MARCH 28, 1944
GUATEMALA CITY, Monday—It took only a little over four hours to fly from Panama to Salinas. Here we were met by the wife of the President of Ecuador, Senora Arroyo del Rio and several Ecuadorian ladies, as well as our Army and Navy commanders, Colonel Cunningham and Commander Hummer.
We visited both the Army and Navy hospitals, and I'm glad to report that they had very few patients. There is practically no malaria here; the climate is very dry and the one real difficulty is lack of water. All the water is distilled, but since there is a wonderful beach with good, safe swimming, I imagine many of the men take to the sea when water gets scarce.
Salinas itself is used as a summer resort by people from Quito and by British and American people working here, which is pleasant for our men.
At lunch with a mixed group of Army and Navy enlisted personnel, I found myself talking to a boy who had married a girl from Quito. The girl's mother was from the United States, and is now married to an Ecuadorian. Now the boy, who is American, is planning to take his wife home with him when the war is over.
Next we went to the home of Mr. and Mrs. Toes where Senora Arroyo del Rio gave a reception and we met some Ecuadorians as well as members of our own embassy staff. The Ecuadorian troops stood on guard near the house and their band played The Star Spangled Banner. Our flying officers are instructing a group of Ecuadorian cadets whose training planes are kept near our base. It seemed to me that the best of feeling exists, and cooperation is very good here as everywhere else.

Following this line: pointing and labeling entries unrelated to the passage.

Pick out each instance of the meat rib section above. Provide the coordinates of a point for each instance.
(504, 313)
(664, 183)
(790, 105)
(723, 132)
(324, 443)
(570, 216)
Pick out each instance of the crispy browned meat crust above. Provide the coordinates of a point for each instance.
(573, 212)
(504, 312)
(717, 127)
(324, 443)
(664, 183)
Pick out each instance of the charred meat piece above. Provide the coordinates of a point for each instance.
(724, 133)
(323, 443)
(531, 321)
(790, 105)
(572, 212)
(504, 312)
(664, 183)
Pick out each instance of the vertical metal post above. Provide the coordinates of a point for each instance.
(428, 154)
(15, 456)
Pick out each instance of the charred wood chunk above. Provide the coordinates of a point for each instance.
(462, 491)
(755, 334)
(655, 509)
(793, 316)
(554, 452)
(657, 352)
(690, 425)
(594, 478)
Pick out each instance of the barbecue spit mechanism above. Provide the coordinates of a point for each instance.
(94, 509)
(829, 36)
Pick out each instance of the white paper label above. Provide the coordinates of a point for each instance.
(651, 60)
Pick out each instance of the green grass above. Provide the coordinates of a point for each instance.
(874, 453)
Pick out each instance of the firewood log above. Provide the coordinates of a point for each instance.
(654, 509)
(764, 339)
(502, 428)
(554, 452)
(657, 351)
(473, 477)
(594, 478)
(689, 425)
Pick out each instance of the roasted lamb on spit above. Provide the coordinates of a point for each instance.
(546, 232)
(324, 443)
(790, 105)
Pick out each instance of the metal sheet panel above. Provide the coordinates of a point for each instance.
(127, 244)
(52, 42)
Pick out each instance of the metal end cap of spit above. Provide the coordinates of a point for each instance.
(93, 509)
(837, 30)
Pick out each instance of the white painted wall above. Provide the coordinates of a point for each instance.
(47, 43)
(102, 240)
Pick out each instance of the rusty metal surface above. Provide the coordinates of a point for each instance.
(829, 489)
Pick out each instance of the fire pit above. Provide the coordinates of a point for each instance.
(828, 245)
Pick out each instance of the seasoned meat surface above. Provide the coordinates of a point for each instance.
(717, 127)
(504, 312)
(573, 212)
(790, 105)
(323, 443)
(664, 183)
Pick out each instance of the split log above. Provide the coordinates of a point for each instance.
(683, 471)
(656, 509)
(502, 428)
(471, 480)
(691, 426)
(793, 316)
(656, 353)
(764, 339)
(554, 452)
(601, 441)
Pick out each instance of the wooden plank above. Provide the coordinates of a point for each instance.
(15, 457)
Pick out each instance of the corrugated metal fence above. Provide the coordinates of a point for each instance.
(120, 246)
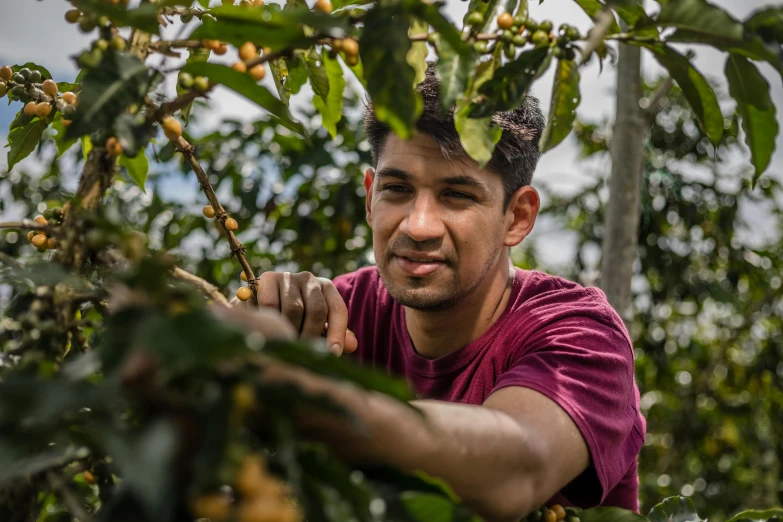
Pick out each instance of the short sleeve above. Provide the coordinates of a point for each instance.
(586, 367)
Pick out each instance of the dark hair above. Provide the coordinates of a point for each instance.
(516, 155)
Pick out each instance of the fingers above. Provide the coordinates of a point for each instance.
(337, 317)
(315, 308)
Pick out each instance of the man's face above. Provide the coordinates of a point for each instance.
(439, 228)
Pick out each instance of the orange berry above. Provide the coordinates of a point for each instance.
(258, 72)
(350, 47)
(248, 51)
(171, 128)
(505, 21)
(213, 506)
(49, 88)
(39, 241)
(113, 146)
(43, 109)
(325, 6)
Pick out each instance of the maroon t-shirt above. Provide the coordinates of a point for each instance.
(556, 337)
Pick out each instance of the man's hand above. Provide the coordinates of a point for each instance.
(312, 305)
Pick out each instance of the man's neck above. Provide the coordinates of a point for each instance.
(437, 334)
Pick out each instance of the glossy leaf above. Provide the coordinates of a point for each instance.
(245, 85)
(565, 100)
(751, 91)
(510, 84)
(477, 135)
(331, 106)
(23, 140)
(383, 47)
(696, 89)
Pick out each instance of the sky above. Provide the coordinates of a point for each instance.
(36, 31)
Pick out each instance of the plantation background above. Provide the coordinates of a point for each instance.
(708, 327)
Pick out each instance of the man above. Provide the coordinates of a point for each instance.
(526, 380)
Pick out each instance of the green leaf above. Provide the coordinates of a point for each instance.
(477, 135)
(510, 84)
(383, 47)
(672, 509)
(273, 28)
(331, 106)
(120, 80)
(753, 515)
(565, 100)
(695, 88)
(610, 514)
(315, 71)
(23, 140)
(751, 91)
(417, 54)
(145, 17)
(453, 70)
(245, 85)
(60, 141)
(137, 169)
(697, 20)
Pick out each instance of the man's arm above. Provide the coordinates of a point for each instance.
(503, 458)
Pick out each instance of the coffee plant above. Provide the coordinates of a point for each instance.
(125, 394)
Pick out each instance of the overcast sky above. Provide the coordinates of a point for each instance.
(35, 31)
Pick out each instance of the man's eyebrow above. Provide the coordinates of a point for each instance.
(469, 181)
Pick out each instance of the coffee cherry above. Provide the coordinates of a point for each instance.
(43, 109)
(213, 506)
(325, 6)
(89, 478)
(475, 18)
(113, 146)
(201, 83)
(49, 88)
(505, 21)
(248, 51)
(171, 128)
(39, 241)
(350, 47)
(258, 72)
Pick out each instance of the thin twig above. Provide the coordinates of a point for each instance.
(221, 215)
(68, 496)
(598, 33)
(205, 286)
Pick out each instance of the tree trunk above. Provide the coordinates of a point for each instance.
(623, 208)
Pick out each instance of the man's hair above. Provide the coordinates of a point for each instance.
(515, 157)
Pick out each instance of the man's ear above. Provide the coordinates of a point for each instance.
(369, 176)
(521, 215)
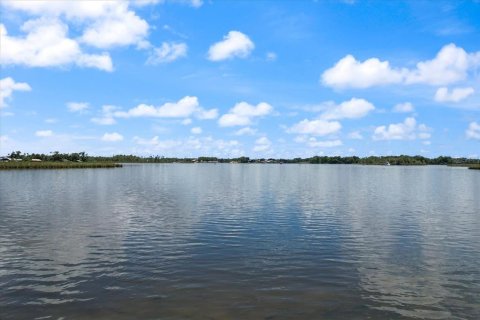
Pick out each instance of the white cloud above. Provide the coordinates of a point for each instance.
(77, 106)
(354, 108)
(44, 133)
(456, 95)
(314, 143)
(183, 108)
(106, 23)
(262, 145)
(234, 44)
(105, 121)
(246, 131)
(8, 86)
(406, 130)
(106, 117)
(355, 135)
(167, 52)
(196, 130)
(207, 114)
(473, 131)
(46, 45)
(243, 113)
(315, 127)
(192, 146)
(404, 107)
(349, 72)
(112, 137)
(450, 65)
(119, 27)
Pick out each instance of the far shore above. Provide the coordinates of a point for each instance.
(12, 165)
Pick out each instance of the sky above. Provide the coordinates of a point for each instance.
(281, 79)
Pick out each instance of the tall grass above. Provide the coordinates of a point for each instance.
(56, 165)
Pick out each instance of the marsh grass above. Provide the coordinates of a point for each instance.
(56, 165)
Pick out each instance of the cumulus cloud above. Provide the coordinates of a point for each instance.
(406, 130)
(404, 107)
(77, 106)
(243, 113)
(183, 108)
(46, 45)
(349, 72)
(102, 25)
(315, 127)
(355, 135)
(246, 131)
(351, 109)
(106, 117)
(262, 145)
(473, 131)
(167, 52)
(119, 27)
(196, 130)
(234, 44)
(450, 65)
(314, 143)
(8, 86)
(192, 146)
(112, 137)
(456, 95)
(44, 133)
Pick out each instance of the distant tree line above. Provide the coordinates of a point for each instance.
(122, 158)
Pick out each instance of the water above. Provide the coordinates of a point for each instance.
(232, 241)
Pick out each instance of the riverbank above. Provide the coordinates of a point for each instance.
(56, 165)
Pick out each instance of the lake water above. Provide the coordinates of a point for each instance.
(233, 241)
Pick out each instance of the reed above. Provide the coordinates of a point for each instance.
(56, 165)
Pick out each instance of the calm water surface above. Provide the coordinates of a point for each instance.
(231, 241)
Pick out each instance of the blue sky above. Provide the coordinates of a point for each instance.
(232, 78)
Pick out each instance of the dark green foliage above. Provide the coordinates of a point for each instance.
(401, 160)
(56, 165)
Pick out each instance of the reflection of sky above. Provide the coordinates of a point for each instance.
(402, 241)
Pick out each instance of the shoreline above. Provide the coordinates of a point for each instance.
(23, 165)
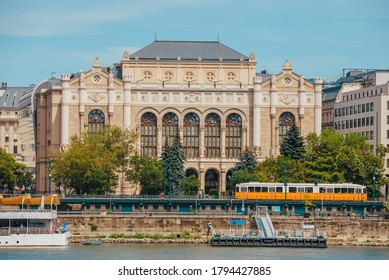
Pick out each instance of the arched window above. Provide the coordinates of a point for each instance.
(212, 136)
(191, 135)
(96, 120)
(149, 135)
(286, 121)
(233, 136)
(169, 127)
(211, 180)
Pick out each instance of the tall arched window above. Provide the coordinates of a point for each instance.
(148, 136)
(169, 127)
(233, 136)
(191, 135)
(212, 136)
(96, 120)
(286, 121)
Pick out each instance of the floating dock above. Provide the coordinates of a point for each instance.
(266, 236)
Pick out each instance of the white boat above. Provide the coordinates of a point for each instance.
(30, 227)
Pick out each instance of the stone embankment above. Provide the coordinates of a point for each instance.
(122, 228)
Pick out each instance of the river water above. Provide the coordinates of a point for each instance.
(190, 252)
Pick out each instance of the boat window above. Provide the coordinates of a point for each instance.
(292, 189)
(309, 189)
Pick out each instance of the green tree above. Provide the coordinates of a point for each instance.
(293, 144)
(191, 185)
(242, 176)
(91, 162)
(173, 165)
(10, 170)
(247, 161)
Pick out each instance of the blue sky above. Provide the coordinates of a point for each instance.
(320, 38)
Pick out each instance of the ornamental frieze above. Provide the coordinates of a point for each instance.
(287, 99)
(96, 96)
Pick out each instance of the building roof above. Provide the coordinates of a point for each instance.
(188, 51)
(330, 93)
(10, 96)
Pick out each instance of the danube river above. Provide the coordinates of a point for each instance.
(190, 252)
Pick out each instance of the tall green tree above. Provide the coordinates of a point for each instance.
(247, 161)
(148, 173)
(174, 170)
(91, 162)
(293, 144)
(10, 170)
(191, 185)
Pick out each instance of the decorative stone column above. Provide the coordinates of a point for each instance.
(301, 102)
(257, 112)
(82, 100)
(111, 97)
(273, 107)
(127, 101)
(66, 99)
(318, 95)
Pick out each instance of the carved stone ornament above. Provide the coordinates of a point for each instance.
(96, 96)
(287, 99)
(192, 98)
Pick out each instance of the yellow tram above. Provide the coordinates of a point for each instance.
(301, 192)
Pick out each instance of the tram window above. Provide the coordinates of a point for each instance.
(292, 189)
(309, 189)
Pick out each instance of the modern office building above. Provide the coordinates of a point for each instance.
(363, 107)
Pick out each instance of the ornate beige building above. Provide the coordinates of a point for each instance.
(206, 91)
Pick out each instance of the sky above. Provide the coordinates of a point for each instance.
(319, 38)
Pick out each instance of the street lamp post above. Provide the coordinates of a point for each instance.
(285, 184)
(50, 174)
(374, 175)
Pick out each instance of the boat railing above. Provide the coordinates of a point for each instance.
(278, 233)
(26, 210)
(24, 230)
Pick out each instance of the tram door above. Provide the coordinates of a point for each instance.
(211, 180)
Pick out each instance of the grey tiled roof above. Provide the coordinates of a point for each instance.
(188, 50)
(330, 93)
(10, 96)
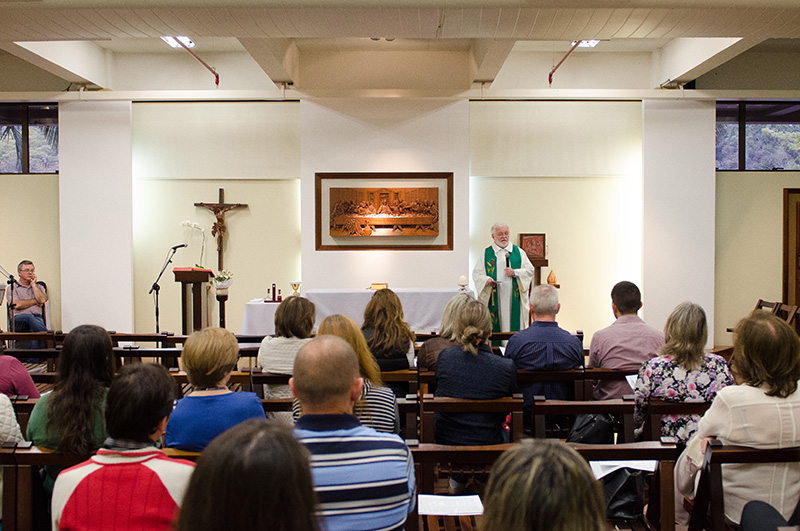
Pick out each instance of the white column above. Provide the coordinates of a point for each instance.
(95, 198)
(678, 208)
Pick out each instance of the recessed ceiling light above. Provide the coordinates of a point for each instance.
(587, 43)
(186, 40)
(173, 41)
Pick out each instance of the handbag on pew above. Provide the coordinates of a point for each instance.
(623, 490)
(590, 428)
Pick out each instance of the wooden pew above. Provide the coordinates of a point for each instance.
(592, 374)
(430, 405)
(658, 407)
(23, 405)
(428, 456)
(574, 376)
(622, 408)
(708, 509)
(49, 337)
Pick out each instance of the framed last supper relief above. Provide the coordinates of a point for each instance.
(364, 211)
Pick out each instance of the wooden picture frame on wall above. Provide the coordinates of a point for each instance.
(378, 211)
(533, 245)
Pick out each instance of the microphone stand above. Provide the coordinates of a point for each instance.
(11, 281)
(156, 288)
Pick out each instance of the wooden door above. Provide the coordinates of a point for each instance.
(791, 246)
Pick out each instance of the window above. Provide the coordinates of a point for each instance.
(758, 136)
(28, 138)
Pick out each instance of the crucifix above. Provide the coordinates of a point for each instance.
(218, 229)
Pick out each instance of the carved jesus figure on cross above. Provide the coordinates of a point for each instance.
(218, 229)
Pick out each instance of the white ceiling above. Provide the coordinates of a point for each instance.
(330, 43)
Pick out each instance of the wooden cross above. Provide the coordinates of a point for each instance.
(218, 229)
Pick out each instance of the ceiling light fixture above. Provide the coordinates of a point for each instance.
(173, 41)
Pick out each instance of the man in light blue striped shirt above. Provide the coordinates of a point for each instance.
(364, 479)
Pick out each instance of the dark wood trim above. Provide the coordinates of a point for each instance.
(787, 192)
(318, 178)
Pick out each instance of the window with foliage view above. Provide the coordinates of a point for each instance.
(28, 138)
(758, 136)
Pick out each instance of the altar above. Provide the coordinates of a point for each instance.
(422, 307)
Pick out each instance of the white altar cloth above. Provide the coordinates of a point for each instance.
(259, 318)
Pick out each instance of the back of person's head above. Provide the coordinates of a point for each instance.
(766, 353)
(451, 313)
(474, 325)
(295, 317)
(344, 327)
(544, 300)
(87, 355)
(325, 370)
(384, 315)
(255, 476)
(208, 355)
(685, 335)
(384, 306)
(140, 397)
(86, 367)
(626, 297)
(542, 485)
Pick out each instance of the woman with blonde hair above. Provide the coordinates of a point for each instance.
(761, 411)
(681, 372)
(209, 356)
(377, 407)
(448, 333)
(472, 371)
(388, 336)
(543, 485)
(294, 320)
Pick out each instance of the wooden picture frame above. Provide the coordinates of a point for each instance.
(431, 230)
(533, 245)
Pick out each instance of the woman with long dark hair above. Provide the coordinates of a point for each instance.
(253, 477)
(70, 419)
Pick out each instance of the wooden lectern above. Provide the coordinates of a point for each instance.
(192, 278)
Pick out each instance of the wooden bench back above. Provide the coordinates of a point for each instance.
(622, 408)
(708, 509)
(430, 405)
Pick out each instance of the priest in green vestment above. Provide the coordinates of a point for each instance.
(502, 277)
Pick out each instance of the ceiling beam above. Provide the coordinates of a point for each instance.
(78, 62)
(685, 59)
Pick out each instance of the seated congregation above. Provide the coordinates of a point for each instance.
(332, 457)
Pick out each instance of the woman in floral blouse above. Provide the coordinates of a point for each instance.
(681, 372)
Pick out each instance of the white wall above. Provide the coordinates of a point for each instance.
(544, 171)
(32, 236)
(678, 224)
(95, 214)
(390, 135)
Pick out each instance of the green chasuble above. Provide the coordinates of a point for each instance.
(492, 268)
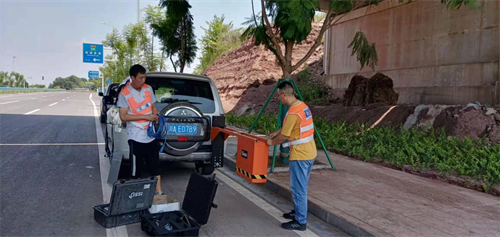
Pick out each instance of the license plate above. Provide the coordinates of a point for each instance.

By one-thirty we took off for the Galapagos Islands, where we arrived in time to get an idea of the amount of work which had been done to create the Army and Navy installations. Much building is still going on. We had supper with a representative group of enlisted men, and found among them a boy who said he had worked in Poughkeepsie, N.Y. for several years.
We went back to our quarters and emerged an hour later with a great feeling of satisfaction because of the work we had done. We went over to the Officers' Club at seven, where both Army and Navy officers and civilian engineers were gathered. This must be a very pleasant place to come to after the day's work is done.
We spent an hour talking with various officers. Among them was a young man from Washington, D.C. who said that I had spoken at his high school. He is now a flier, and with him was another young flier whose wife works in the District. I hope he will give me her name so I can call her up on my return, though he could not find a pencil and paper at the moment to write it down.
Some of the boys feel the monotony and the loneliness of this particular post, and would like very much to be nearer to what they feel is active service. Yet the job here is essential and must be done, as so many other jobs depend upon it.
Saturday morning we went to our enlisted men's mess at six-thirty a.m., leaving our quarters a little before six. Saturday was one long succession of visits to day rooms, service clubs, post exchanges, gun positions, the chapel, the cemetery and the Army and Navy hospitals. In all of these there are certain similarities, since there is a standard set for each place according to the size and need of the installation. But one has to realize in looking at them that for each man this is his particular achievement, and vitally important to the well being of the group.